Comparison of Queueing Data-Structures for Kinetic Monte Carlo Simulations of Heterogeneous Catalysts

J Phys Chem A. 2020 Sep 24;124(38):7843-7856. doi: 10.1021/acs.jpca.0c06871. Epub 2020 Sep 14.

Abstract

On-lattice kinetic Monte Carlo (KMC) is a computational method used to simulate (among others) physicochemical processes on catalytic surfaces. The KMC algorithm propagates the system through discrete configurations by selecting (with the use of random numbers) the next elementary process to be simulated, e.g., adsorption, desorption, diffusion, or reaction. An implementation of such a selection procedure is the first-reaction method in which all realizable elementary processes are identified and assigned a random occurrence time based on their rate constant. The next event to be executed will then be the one with the minimum interarrival time. Thus, a fast and efficient algorithm for selecting the most imminent process and performing all of the necessary updates on the list of realizable processes post execution is of great importance.
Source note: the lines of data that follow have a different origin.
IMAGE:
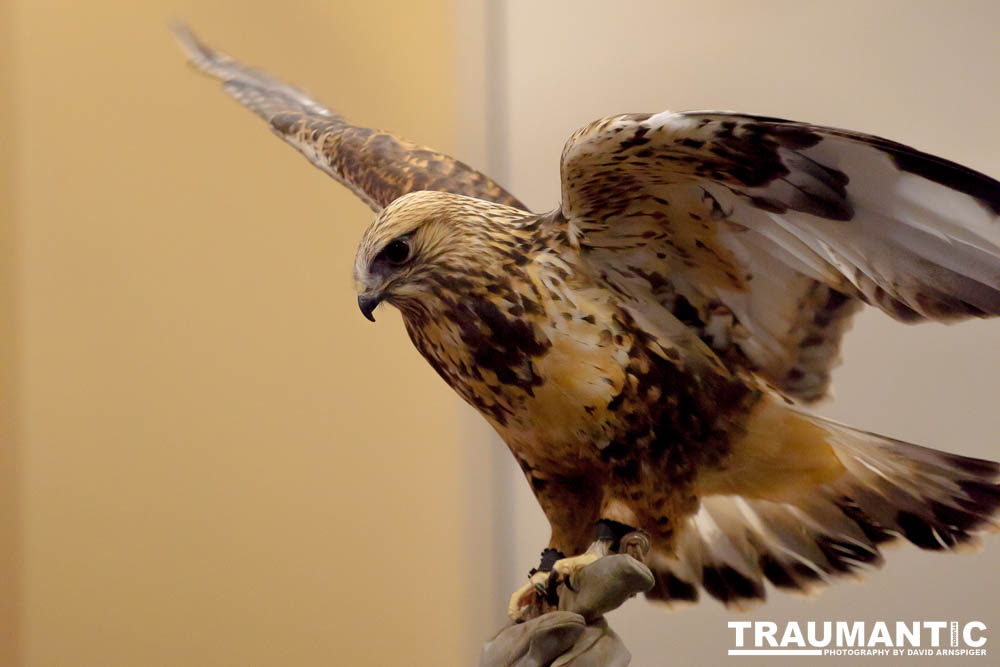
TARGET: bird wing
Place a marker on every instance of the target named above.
(767, 235)
(376, 166)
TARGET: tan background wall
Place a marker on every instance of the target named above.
(925, 73)
(221, 462)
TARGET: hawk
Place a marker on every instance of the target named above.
(646, 349)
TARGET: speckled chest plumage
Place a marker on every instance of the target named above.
(602, 416)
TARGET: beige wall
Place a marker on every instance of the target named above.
(9, 516)
(921, 72)
(220, 461)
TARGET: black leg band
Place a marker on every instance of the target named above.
(549, 558)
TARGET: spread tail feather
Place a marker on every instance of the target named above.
(802, 538)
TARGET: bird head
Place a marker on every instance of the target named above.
(425, 242)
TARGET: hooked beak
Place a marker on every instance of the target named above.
(367, 303)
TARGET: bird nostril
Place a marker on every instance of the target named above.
(367, 304)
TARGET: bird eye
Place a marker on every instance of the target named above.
(397, 252)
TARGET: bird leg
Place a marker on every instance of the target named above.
(541, 594)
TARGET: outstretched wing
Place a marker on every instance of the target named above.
(766, 235)
(376, 166)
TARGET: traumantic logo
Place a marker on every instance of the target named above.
(843, 638)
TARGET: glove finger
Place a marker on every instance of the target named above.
(535, 642)
(605, 584)
(598, 647)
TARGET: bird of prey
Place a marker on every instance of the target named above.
(646, 349)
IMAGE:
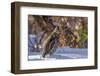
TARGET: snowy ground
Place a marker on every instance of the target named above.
(62, 53)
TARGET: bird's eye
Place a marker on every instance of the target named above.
(35, 46)
(39, 46)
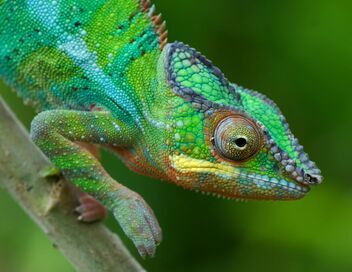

In the current work, we implement five data-structures to handle the elementary process queue during a KMC run: an unsorted list, a binary heap, a pairing heap, a one-way skip list, and finally, a novel two-way skip list with a mapping array specialized for KMC simulations. We also investigate the effect of compiler optimizations on the performance of these data-structures on three benchmark models, capturing CO oxidation, a simplified water gas shift mechanism, and a temperature-programmed desorption run. Excluding the least efficient and impractical for large-problems unsorted list, we observe a 3× speedup of the binary or pairing heaps (most efficient) compared to the one-way skip list (least efficient). Compiler optimizations deliver a speedup of up to 1.8×. These benchmarks provide valuable insight into the importance of, often-overlooked, implementation-related aspects of KMC simulations, such as the queueing data-structures. Our results could be particularly useful in guiding the choice of data-structures and algorithms that would minimize the computational cost of large-scale simulations.